De igual manera, el reunirnos como hermanos en Cristo para orar a nuestro Padre es un tiempo que espero con ansias. Saber que puedo hablar con mi Padre en un contexto en el que “mi Padre” se hace “nuestro Padre” genera en mí una necesidad urgente de estar ahí en esa reunión de oración. Mis hermanos en Cristo le dan un toque diferente a mi tiempo con Dios. Como cuerpo, disfrutamos de la misma comunión y mostramos el amor de Dios entre nosotros.
Podía tener una conversación con mi papá a solas en algún momento. Sin embargo, había algo distinto cuando nos sentábamos en la mesa toda la familia y hablábamos con él de las experiencias del día.
Además, es interesante notar que Dios llama a su templo, no como casa de predicación o de hermandad, sino como casa de oración, mostrando así su deseo de relacionarse con su pueblo.
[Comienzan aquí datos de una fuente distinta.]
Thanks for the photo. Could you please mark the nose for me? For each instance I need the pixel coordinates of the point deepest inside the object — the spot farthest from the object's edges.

Por medio del profeta Isaías, Dios dijo:
“Yo los traeré a Mi santo monte,
Y los alegraré en Mi casa de oración.
Sus holocaustos y sus sacrificios serán aceptados sobre Mi altar;
Porque Mi casa será llamada casa de oración para todos los pueblos” (Is.56:7).
2. Mi vida espiritual es fortalecida.
Lo he vivido una y otra vez: llegar a mitad de semana a la reunión de oración cargado por los afanes de la vida y las pruebas por las que atravieso. Lidiando con la incredulidad y los temores. Luchando con mis propios pecados.
Sin embargo, por medio de la comunión con los hermanos en oración, el Espíritu Santo revitaliza mi alma. He podido sentir la plenitud que el Señor trae por medio de su palabra leída, explicada, y orada en medio de tiempos largos y cortos de oración con otros hermanos. Mi ser interior cobra ánimo y recibe fuerzas para seguir en la batalla de la fe.
El Señor ha prometido su apoyo y endoso a la oración corporativa. Lo vemos en Mateo, mientras Cristo habla a sus discípulos del proceso a seguir cuando deban aplicar disciplina en la iglesia. El evangelista cita al Maestro:
“Además les digo, que si dos de ustedes se ponen de acuerdo sobre cualquier cosa que pidan aquí en la tierra, les será hecho por Mi Padre que está en los cielos. Porque donde están dos o tres reunidos en Mi nombre, allí estoy Yo en medio de ellos”. (Mat. 18:19-20).
Jesús asegura respuesta a la oración de la iglesia reunida en armonía, y confirma su presencia entre dicho grupo de creyentes. ¡Cuán alentador es saber que el Dios trascendente se ha hecho cercano! Isaías confirma esto al decir dice:
“Porque así dice el Alto y Sublime
Que vive para siempre, cuyo nombre es Santo:
‘Yo habito en lo alto y santo,
Y también con el contrito y humilde de espíritu,
Para vivificar el espíritu de los humildes
Y para vivificar el corazón de los contritos’” (Is. 57:15).
El salmista también nos recuerda: “El Señor está cerca de todos los que Lo invocan, De todos los que Lo invocan en verdad” (Sal. 145:18). Esto fortalece nuestros corazones en Él.
3. Sensibiliza mi alma y confronta mi orgullo.
Al escuchar las peticiones de oración de otros hermanos en la fe acerca de sus necesidades, tentaciones y pruebas, amarguras y ansiedades, y luchas con sus familias, hijos, trabajos… mi corazón se sensibiliza. Me mueve a la compasión, pues puedo palpar y sentir más cercano el dolor que atraviesan.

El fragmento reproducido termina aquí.